Até ser jogada por Guilherme Serra dentro do quarto do Hotel Brisa Atlântica, Jéssica Nascimento não esboçou reação alguma.
Afinal, era a confraternização anual da empresa. Por mais que existissem desavenças entre ela e Guilherme Serra, não queria causar um escândalo que virasse motivo de chacota entre os colegas.
No entanto, naquele momento, dentro do quarto, estavam apenas ela e Guilherme Serra.
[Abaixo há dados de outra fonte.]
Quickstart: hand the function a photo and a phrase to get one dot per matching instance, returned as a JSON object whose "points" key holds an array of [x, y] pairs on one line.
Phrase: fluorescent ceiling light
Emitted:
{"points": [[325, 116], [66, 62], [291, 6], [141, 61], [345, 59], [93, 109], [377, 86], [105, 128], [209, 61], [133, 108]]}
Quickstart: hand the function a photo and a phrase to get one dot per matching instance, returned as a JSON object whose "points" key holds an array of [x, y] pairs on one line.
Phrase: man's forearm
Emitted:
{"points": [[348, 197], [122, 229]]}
Mesmo assim, Jéssica Nascimento não conseguia esconder o nervosismo.
Guilherme Serra encarou Jéssica Nascimento, que parecia um ouriço com todos os espinhos à mostra, e esboçou um leve sorriso de canto.
— Esse vestido vale mesmo trezentos mil?
Ele lançou um olhar de cima a baixo sobre Jéssica Nascimento.
Guilherme conhecia a marca ZM, mas sabia que os vestidos de gala costumavam custar em torno de cem mil.
Jéssica Nascimento sabia muito bem o que passava pela cabeça dele.
Ela e Lívia Gomes estavam usando uma peça exclusiva e limitada da ZM, um lançamento recente. Ela realmente não estava exagerando no preço.
— O Diretor Leandro não tem dinheiro nem pra trezentos mil?
Jéssica sabia que, mesmo explicando, Guilherme Serra não acreditaria.
— Tenho, sim — respondeu ele, a voz calma e firme. — Não só trezentos mil. Se fossem trinta bilhões, eu também teria condições.
Jéssica apertou as mãos, escondendo-as atrás das costas.
Por causa de Melissa Garcia, Guilherme Serra realmente não poupava esforços.
— Só quero te lembrar que, se quiser ganhar dinheiro da próxima vez, pode bolar um plano mais sofisticado.
As palavras de Guilherme fizeram Jéssica rir, ainda que de maneira irônica. Não respondeu, afinal, tinha recebido o dinheiro de forma justa.
Assim que pegou o dinheiro, já pensava em sair. Nesse momento, um funcionário trouxe um novo vestido até o quarto.
— Se você não sente vergonha de estar assim, eu sinto. Não se esqueça de quem você representa como secretária.
Guilherme entregou o vestido novo a Jéssica Nascimento.
A mancha de vinho estava bem no busto. O vestido, que era tomara que caia, apresentava uma área escurecida bastante visível.
Sabendo que Guilherme estava fixando o olhar no seu peito, Jéssica se sentiu desconfortável e estendeu a mão para ele.
— Me dê o vestido, eu mesma troco.
— Vire-se.
A voz dele continuava serena, mas o tom era claramente autoritário.
Jéssica sentia o olhar intenso de Guilherme em suas costas, como se estivesse avaliando cada detalhe de seu corpo.
No restaurante giratório do 57º andar.
Os funcionários do Grupo Serra fofocavam sobre o motivo de Guilherme Serra ter levado Jéssica Nascimento embora, e o porquê deles ainda não terem retornado.
— O Diretor Leandro e a secretária dele... Será que tem alguma coisa rolando?
— Dizem que essa Jéssica Nascimento caiu de paraquedas aqui, e só tem ensino médio...
— Pois é, tudo se encaixa.
— Mesmo que ela tenha algo com o Diretor, ainda é só a outra. Só ver como ele esbanja dinheiro com a Melissa Garcia, precisa perguntar quem é a esposa legítima?
— O Diretor Leandro é tão incrível, bonito e ainda milionário, é natural que tenha várias mulheres interessadas.
No meio das conversas animadas, todos achavam aquela confraternização muito mais divertida do que as anteriores.
Jéssica já imaginava que rumores surgiriam envolvendo seu nome e o de Guilherme.
Na frente de todos, ela foi levada por ele para longe da festa, e sabia que as fofocas seriam inevitáveis.
Mas o que Jéssica não esperava era que, nos boatos sobre ela e Guilherme, ainda houvesse espaço para Melissa Garcia — e que ela acabasse sendo a odiada “outra” dessa história.